Your props should be on the indexers (your parsing instance or HWF), as there are only a very few settings which work on the universal forwarder such as EVENT_BREAKER_ENABLE, EVENT_BREAKER, and indexed extractions.

The best way to address this here is to use:

LINE_BREAKER =([\r\n]+)(?:,)
SHOULD_LINE_MERGE = False

These settings in your props.conf on the indexer will help ensure that each JSON object is treated as a separate event, preventing the merging that's causing the warning.

Additionally, for JSON data like this, you might want to consider using this on the search head only:

KV_MODE = json

This setting helps Splunk interpret the JON structure during search time, making it easier to extract and query specific fields from your JSON data.

Please UpVote if this is Helpful.

If this helps, Upvote!!!!
Together we make the Splunk Community stronger 

WonjinKim · ‎10-01-2024

Dear @sainag_splunk

I tried using the below props.conf:

DATETIME_CONFIG =
KV_MODE = json
LINE_BREAKER = (?:,)([\r\n]+))
NO_BINARY_CHECK = true
TIMESTAMP_FIELDS = _time
TIME_FORMAT = %2Y%m%d%H%M%S
TRUNCATE = 0
category = Structured
description = my json type without truncate
disabled = false
pulldown_type = 1
MAX_EVENTS=1000000
SHOULD_LINE_MERGE = false

But is was same.

Umm... I wonder something for your answer,

I applied it deployer server, It will deploy to apps for all of Universal Forwarder.
So if I set the inputs.conf as a below:

[batch://C:\splunk\my_data\*.json]
index=myIndex
sourcetype=my_json
crcSalt=<SOURCE>
move_policy = sinkhole

The app which address this inputs.conf has above props.conf.

However, your answer's concept is not this applied, isn't it?

How to apply your answer in my system..? I hope you help me in detail, I'm sorry for I'm begineer in splunk.

My system has 3 search heads, 1 is splunk app, 2 is cluster master and 3 is deployer.

In this, 5 indexers.. So the client which is installed UF will send the data to 5 indexers with L/B, and We search in 3 search heads, the results are shown.

Please help me, Thank you.

sainag_splunk · ‎10-02-2024

Go to your cluster master/manager and deploy the app with props.conf from the master-apps.
For example:

[my_json]
SHOULD_LINE_MERGE = false
LINE_BREAKER = (?:,)([\r\n]+))
TIME_FORMAT = %2Y%m%d%H%M%S
TRUNCATE = 0

You can edit props.conf in $SPLUNK_HOME/etc/master-apps/_cluster/local/props.conf on master and push cluster-bundle with command 'splunk apply cluster-bundle'. Peers will restart and props.conf, in $SPLUNK_HOME/etc/slave-apps/_cluster/local/props.conf, will be layered when splunkd start.

https://conf.splunk.com/files/2017/slides/pushing-configuration-bundles-in-an-indexer-cluster.pdf

Go to your search head and place the props.conf and restart your search head for the field extractions

[my_json]
KV_MODE = json

Remember to be careful if you are updating all these on the production, based on the changes it will require the restart of indexers. please be cautious on the changes.

If you need more hands-on support, we have splunk ondemand services who can guide you through this process and shoulder surf your requirements help you.

If this helps, Upvote!!!!
Together we make the Splunk Community stronger 

WonjinKim · ‎10-09-2024

Hi, @sainag_splunk

My problem is still remained.
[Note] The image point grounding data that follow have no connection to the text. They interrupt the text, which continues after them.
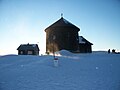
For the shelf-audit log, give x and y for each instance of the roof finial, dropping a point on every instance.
(61, 15)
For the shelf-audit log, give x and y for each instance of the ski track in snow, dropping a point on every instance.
(96, 71)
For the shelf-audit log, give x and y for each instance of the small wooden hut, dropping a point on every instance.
(62, 35)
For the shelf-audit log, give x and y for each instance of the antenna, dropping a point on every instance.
(61, 15)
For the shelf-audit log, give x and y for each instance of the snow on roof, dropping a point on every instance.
(62, 22)
(81, 40)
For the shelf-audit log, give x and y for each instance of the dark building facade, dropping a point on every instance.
(84, 45)
(28, 49)
(62, 35)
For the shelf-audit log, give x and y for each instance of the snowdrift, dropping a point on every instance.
(96, 71)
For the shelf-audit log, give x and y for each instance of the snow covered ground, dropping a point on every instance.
(96, 71)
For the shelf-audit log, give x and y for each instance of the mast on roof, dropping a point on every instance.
(61, 15)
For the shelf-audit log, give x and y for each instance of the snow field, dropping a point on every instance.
(96, 71)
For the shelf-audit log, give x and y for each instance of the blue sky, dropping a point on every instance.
(24, 21)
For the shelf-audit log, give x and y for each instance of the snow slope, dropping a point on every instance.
(96, 71)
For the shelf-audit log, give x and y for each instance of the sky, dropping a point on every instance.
(24, 21)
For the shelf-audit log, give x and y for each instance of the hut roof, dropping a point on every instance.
(28, 47)
(62, 23)
(82, 40)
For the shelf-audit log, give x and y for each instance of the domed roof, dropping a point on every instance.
(62, 23)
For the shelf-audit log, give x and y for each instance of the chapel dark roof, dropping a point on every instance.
(62, 23)
(28, 47)
(82, 40)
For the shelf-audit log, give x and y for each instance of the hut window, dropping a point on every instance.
(30, 52)
(21, 52)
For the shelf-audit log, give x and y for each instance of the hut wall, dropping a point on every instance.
(65, 38)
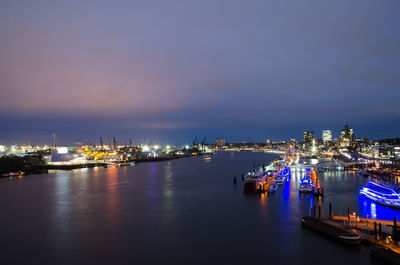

Sorry for that your solution didn't solve my problem...

I tried some cases more, will ask about I tried cases.

By the way, I have another question for this issue.

I tried to change the props.conf for json parsing,

"KV_MODE=json" -> "KV_MODE=none"

Add "INDEXED_EXTRACTIONS=json"

But I think there are errors in parsing to json.

Why this errors was occurred??

My search query is

index=_internal JsonLineBreaker NOT StreamedSearch

And results show many below lines.

10-10-2024 13:05:55.318 +0900 ERROR JsonLineBreaker [2427 structuredparsing] - JSON StreamId:8181676460594335103 had parsing error:Unexpected character while looking for value: '}' - data_source="*****.json", data_host="****", data_sourcetype="my_json"

host = ****
source = /opt/splunkforwarder/var/log/splunk/splunkd.log
sourcetype = splunkd

10-10-2024 13:05:55.315 +0900 ERROR JsonLineBreaker [2427 structuredparsing] - JSON StreamId:8181676460594335103 had parsing error:Unexpected character while looking for value: '}' - data_source="*****.json", data_host="****", data_sourcetype="my_json"

host = ****
source = /opt/splunkforwarder/var/log/splunk/splunkd.log
sourcetype = splunkd

...

I checked the json file, but there is no invalid characters in json.
Also, I tried to parse json in Python or JsonParseWebEditor,,, there is no problems.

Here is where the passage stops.